Laboring On Labor Day
SEARCH BLOG: ECONOMY
As Americans take a day off to enjoy the defacto end of summer with a made for fun holiday, there are many who by choice or by need work this day. Once the vast majority of Americans earned their living off the land. Today, those who do so are in a small minority. But they represent a picture of America that is closer to its soul than anything else.
He invests more to keep his farm productive, competitive, and efficient than most businessmen will for their businesses. His livelihood depends on his shrewdness, his risk tolerance, and sometime a lot of luck. He has to deal with the whims of the government, the whims of the weather, and the whims of the marketplace.
He raises crops, but often not for sale, but rather to feed the animals that either are his products for sale or produce his products for sale. He deals with the organic; the crops, the animals, the manure, the flies, the smell of living off the land. Sometimes his product gets tainted and the news reporter in his blue suit and red tie reads in a most aghast tone that his animals were raised where there was manure and flies and smell... as if somehow those eggs or that milk or those chickens or that beef came from sterile laboratories. What should be surprising is that most of these farmers can and do produce high quality, healthy products for our table in spite of nature. These farmers have their pride and their lives wrapped up in what they produce and do not take their task lightly.

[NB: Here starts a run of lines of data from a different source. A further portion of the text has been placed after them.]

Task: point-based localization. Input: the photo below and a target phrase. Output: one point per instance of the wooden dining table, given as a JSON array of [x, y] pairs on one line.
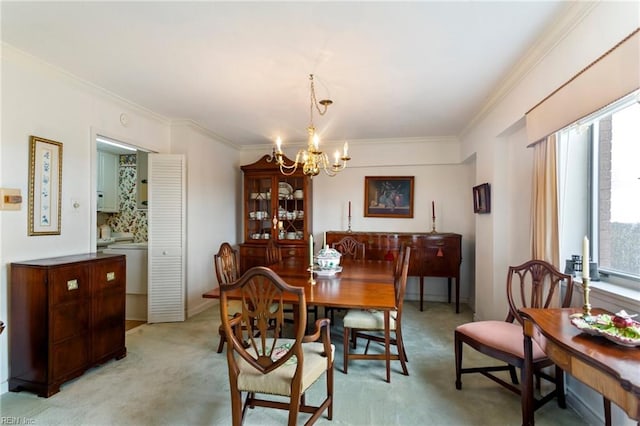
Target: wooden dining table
[[365, 284]]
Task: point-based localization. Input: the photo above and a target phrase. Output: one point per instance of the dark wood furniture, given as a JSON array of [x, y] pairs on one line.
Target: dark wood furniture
[[273, 366], [361, 285], [276, 207], [536, 284], [610, 369], [67, 315], [432, 254]]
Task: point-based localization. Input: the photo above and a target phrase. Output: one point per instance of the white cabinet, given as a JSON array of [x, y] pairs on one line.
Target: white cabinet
[[108, 185]]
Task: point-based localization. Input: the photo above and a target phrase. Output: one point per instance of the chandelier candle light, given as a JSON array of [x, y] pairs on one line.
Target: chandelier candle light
[[312, 160]]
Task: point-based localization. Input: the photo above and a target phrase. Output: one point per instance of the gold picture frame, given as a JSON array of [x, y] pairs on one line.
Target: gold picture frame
[[482, 198], [388, 196], [45, 186]]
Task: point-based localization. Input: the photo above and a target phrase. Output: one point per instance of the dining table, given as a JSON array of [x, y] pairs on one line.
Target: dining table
[[359, 284]]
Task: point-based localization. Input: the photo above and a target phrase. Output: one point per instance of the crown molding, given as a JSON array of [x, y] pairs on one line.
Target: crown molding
[[557, 31], [12, 53]]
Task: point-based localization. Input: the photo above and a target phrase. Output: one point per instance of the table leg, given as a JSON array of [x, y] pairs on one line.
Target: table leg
[[421, 291], [526, 392], [387, 344]]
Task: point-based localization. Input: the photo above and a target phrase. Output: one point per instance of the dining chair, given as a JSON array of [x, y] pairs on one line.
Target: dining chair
[[261, 362], [226, 263], [273, 255], [533, 284], [368, 324], [350, 248]]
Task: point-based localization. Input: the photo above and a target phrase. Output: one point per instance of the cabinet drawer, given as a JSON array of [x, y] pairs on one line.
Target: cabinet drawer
[[109, 275], [69, 284], [69, 320], [292, 251], [70, 358]]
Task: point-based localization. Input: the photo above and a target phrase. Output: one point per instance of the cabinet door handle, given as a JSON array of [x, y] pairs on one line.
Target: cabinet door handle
[[72, 285]]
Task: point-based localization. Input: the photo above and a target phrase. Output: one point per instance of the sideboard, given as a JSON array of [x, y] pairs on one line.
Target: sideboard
[[433, 254], [67, 316]]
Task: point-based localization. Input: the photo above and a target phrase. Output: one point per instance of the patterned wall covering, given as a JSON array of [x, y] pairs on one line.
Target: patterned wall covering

100 years for a family farm is not really a long time, but it's a big deal if a manufacturer lasts that long. Sometimes there are four generations living and maybe even working on a farm. Kids who are too young to drive on the roads are navigating rutted fields in equipment that dwarfs a tractor-trailer. They may not be able to manipulate money in a hedge fund, but they actually produce things that this nation needs... and get paid a lot less for their efforts.
So, while the unions and the rest of us sit around and enjoy our morning omelets or afternoon grilled hamburgers or steak or chicken, these gritty Americans get up before the sun and do what has to be done for the rest of us... and a lot of other people around the world. They know that every day is a labor day.